今月最後の休日を満喫ちうです。

久々に観たい映画もなく,昨日は会社から寄り道せずに帰り,ちゃんとスーパーに買い出しにGO竜馬。

1ヶ月近くスーパーに行かずにいたら,いつの間にかレジが自動精算機に変わっていてビックリ。

今月は8本も映画を観た。

とりわけ素晴らしかったのが,『お嬢さん』『アシュラ』『哭声~コクソン』の韓国映画3作品。

中でも一番魂を揺さぶられた『お嬢さん』のあらすじと感想を,ようやく時間に余裕が出来たので書いていこうかと思う。

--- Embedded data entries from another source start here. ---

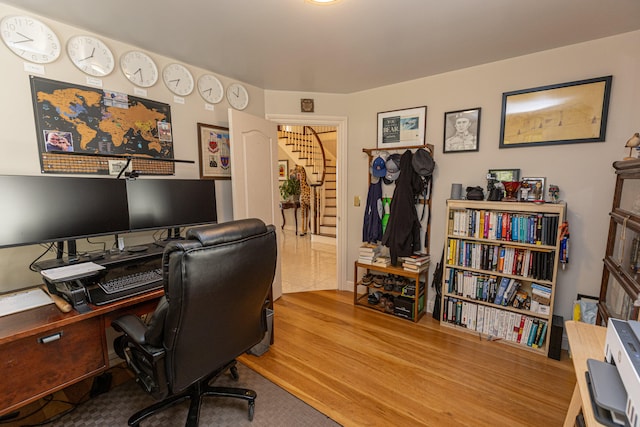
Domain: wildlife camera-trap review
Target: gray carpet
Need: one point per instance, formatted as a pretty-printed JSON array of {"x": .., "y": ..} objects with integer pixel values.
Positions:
[{"x": 274, "y": 407}]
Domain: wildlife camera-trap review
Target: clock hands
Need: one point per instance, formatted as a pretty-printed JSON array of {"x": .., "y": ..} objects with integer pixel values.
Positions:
[{"x": 27, "y": 39}]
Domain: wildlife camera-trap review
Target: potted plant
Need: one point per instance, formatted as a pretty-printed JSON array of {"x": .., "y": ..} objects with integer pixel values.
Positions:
[{"x": 290, "y": 189}]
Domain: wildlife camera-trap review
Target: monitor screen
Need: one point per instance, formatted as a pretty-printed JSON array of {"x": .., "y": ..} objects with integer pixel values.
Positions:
[
  {"x": 38, "y": 209},
  {"x": 167, "y": 203}
]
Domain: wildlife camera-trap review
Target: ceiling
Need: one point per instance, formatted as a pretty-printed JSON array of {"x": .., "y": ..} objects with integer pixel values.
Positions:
[{"x": 346, "y": 47}]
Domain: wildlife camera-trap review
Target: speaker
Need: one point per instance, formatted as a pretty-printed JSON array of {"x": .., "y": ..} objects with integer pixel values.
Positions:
[{"x": 555, "y": 341}]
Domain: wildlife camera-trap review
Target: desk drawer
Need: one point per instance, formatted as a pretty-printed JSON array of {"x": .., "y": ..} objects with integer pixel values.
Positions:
[{"x": 35, "y": 366}]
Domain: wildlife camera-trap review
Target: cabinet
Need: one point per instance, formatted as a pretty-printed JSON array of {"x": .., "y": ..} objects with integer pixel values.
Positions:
[
  {"x": 500, "y": 270},
  {"x": 406, "y": 288},
  {"x": 620, "y": 285}
]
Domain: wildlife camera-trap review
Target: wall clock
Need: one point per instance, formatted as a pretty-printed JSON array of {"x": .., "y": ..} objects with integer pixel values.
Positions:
[
  {"x": 178, "y": 79},
  {"x": 210, "y": 88},
  {"x": 237, "y": 96},
  {"x": 139, "y": 68},
  {"x": 90, "y": 55},
  {"x": 30, "y": 39}
]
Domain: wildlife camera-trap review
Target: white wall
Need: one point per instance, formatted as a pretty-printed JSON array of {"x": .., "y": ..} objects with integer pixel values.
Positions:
[
  {"x": 19, "y": 144},
  {"x": 583, "y": 172}
]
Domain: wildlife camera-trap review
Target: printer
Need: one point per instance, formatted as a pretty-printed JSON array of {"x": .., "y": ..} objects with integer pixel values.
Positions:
[{"x": 615, "y": 383}]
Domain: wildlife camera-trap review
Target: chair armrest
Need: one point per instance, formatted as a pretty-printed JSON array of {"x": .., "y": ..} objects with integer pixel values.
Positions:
[{"x": 132, "y": 326}]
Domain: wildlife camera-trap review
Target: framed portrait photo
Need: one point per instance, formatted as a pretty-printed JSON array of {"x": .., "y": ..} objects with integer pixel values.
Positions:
[
  {"x": 214, "y": 152},
  {"x": 461, "y": 131},
  {"x": 566, "y": 113},
  {"x": 402, "y": 128}
]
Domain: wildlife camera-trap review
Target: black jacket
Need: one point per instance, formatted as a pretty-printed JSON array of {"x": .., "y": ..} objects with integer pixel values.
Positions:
[{"x": 402, "y": 234}]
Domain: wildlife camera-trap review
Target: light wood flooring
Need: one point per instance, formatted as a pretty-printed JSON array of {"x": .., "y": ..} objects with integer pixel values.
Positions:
[{"x": 364, "y": 368}]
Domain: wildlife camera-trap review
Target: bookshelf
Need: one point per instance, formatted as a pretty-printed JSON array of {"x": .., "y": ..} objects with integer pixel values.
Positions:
[
  {"x": 409, "y": 295},
  {"x": 620, "y": 285},
  {"x": 500, "y": 270}
]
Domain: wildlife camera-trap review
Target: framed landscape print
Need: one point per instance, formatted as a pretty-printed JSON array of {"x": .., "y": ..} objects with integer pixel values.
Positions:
[
  {"x": 402, "y": 128},
  {"x": 214, "y": 152},
  {"x": 565, "y": 113}
]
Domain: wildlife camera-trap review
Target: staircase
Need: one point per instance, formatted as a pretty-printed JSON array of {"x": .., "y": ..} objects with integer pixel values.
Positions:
[{"x": 304, "y": 145}]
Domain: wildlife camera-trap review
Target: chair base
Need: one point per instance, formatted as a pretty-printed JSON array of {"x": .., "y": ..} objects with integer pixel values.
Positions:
[{"x": 195, "y": 393}]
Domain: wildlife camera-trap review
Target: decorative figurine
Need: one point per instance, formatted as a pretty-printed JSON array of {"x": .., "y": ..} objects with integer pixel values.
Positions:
[
  {"x": 525, "y": 187},
  {"x": 511, "y": 188},
  {"x": 554, "y": 193}
]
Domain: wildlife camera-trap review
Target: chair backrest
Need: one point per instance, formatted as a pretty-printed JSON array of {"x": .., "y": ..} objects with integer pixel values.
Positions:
[{"x": 216, "y": 284}]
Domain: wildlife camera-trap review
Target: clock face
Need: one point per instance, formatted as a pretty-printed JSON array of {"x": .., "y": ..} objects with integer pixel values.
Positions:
[
  {"x": 237, "y": 96},
  {"x": 210, "y": 88},
  {"x": 178, "y": 79},
  {"x": 90, "y": 55},
  {"x": 139, "y": 68},
  {"x": 30, "y": 39}
]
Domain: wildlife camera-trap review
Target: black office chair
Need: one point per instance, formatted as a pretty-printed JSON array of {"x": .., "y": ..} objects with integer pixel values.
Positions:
[{"x": 217, "y": 285}]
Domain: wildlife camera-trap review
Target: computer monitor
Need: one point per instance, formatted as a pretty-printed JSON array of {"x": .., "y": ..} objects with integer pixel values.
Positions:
[
  {"x": 37, "y": 209},
  {"x": 170, "y": 203}
]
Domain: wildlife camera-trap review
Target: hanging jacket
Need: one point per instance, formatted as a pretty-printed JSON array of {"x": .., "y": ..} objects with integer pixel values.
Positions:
[
  {"x": 402, "y": 235},
  {"x": 372, "y": 227}
]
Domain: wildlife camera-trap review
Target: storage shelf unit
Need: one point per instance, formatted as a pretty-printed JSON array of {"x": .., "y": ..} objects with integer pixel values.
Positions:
[
  {"x": 620, "y": 286},
  {"x": 510, "y": 245},
  {"x": 417, "y": 302}
]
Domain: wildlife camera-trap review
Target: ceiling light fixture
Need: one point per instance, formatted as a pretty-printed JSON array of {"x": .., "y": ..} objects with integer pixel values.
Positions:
[{"x": 322, "y": 1}]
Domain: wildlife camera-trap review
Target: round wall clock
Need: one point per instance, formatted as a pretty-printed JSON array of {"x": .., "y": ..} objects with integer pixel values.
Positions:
[
  {"x": 210, "y": 88},
  {"x": 30, "y": 39},
  {"x": 90, "y": 55},
  {"x": 139, "y": 68},
  {"x": 178, "y": 79},
  {"x": 237, "y": 96}
]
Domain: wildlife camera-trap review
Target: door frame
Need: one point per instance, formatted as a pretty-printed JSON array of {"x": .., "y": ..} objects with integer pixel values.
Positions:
[{"x": 340, "y": 122}]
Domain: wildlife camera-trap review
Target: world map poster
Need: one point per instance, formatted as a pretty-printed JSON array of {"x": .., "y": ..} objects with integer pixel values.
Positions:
[{"x": 93, "y": 121}]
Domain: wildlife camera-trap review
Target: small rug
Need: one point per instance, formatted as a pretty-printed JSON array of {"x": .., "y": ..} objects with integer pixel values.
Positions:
[{"x": 274, "y": 407}]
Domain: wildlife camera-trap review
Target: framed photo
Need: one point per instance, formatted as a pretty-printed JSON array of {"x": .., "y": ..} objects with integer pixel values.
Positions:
[
  {"x": 565, "y": 113},
  {"x": 214, "y": 152},
  {"x": 402, "y": 128},
  {"x": 461, "y": 131},
  {"x": 283, "y": 169},
  {"x": 536, "y": 189},
  {"x": 505, "y": 175}
]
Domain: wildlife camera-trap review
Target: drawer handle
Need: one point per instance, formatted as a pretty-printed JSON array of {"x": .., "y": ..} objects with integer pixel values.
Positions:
[{"x": 50, "y": 338}]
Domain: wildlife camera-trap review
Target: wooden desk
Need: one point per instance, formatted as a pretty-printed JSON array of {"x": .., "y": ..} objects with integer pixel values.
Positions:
[
  {"x": 74, "y": 348},
  {"x": 585, "y": 342}
]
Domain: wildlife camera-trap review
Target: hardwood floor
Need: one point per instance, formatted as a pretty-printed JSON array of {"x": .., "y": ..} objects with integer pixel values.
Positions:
[{"x": 361, "y": 368}]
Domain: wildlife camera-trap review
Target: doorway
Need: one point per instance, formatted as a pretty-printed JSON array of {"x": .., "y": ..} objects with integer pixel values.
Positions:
[{"x": 312, "y": 262}]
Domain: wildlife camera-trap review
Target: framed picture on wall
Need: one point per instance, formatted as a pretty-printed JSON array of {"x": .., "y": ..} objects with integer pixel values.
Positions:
[
  {"x": 566, "y": 113},
  {"x": 214, "y": 152},
  {"x": 402, "y": 128},
  {"x": 461, "y": 131}
]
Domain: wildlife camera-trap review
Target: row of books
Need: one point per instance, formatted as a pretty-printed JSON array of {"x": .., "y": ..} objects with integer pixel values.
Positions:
[
  {"x": 496, "y": 323},
  {"x": 533, "y": 228},
  {"x": 416, "y": 262},
  {"x": 502, "y": 259},
  {"x": 500, "y": 291}
]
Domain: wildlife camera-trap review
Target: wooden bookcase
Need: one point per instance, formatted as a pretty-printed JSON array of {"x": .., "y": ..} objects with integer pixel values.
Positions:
[
  {"x": 489, "y": 244},
  {"x": 620, "y": 286}
]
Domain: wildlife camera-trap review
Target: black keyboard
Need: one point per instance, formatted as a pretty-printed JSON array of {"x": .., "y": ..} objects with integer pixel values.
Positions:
[{"x": 125, "y": 286}]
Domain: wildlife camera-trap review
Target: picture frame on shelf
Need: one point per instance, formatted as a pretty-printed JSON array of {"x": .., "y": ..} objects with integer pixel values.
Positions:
[
  {"x": 461, "y": 131},
  {"x": 283, "y": 169},
  {"x": 402, "y": 128},
  {"x": 505, "y": 175},
  {"x": 565, "y": 113},
  {"x": 536, "y": 191},
  {"x": 214, "y": 152}
]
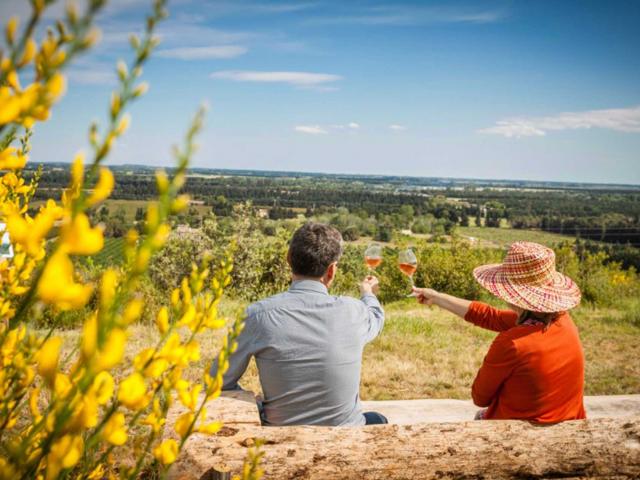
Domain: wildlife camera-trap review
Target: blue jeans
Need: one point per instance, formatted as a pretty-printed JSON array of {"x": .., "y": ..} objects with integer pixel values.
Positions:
[{"x": 375, "y": 418}]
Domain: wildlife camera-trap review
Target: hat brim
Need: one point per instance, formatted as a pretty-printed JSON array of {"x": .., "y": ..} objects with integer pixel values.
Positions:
[{"x": 559, "y": 295}]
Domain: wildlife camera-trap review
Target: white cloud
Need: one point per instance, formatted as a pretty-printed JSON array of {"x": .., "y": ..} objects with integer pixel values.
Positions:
[
  {"x": 618, "y": 119},
  {"x": 296, "y": 79},
  {"x": 310, "y": 129},
  {"x": 348, "y": 126},
  {"x": 324, "y": 129},
  {"x": 201, "y": 53},
  {"x": 411, "y": 15}
]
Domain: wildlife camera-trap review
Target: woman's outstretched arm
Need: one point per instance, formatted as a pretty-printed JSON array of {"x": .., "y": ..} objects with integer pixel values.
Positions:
[
  {"x": 455, "y": 305},
  {"x": 478, "y": 313}
]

先日購入して貪るように読み耽ったサラ・ウォーターズの『荊の城』という小説が原作なのだが,19世紀半ばのロンドンから1939年の日本が統治する朝鮮半島に舞台を置き換えて映画化されたものだ。

スリや詐欺,赤ん坊の売買などを生業とする集団に育てられた孤児のスッキ(キム・テリ)は,ボスの"伯爵"(ハ・ジョンウ)からある企みに加担しないかと誘われる。

日本かぶれで日本に憧れる余り日本人と結婚,日本に帰化して上月(チョ・ジヌン)と名乗る華族がいるのだが。

亡くなった両親から莫大な財産を受け継いだ秀子という姪と,人里離れた豪邸に住んでいる。

上月は日本の春画(!!)が好きで,たくさんの稀少本を所有していた。

詐欺師集団のボスだけあって色んなスキルがある"伯爵"は,藤原と名乗り日本人のフリをし,その稀少本の装丁の名目で上月に取り入ることに成功。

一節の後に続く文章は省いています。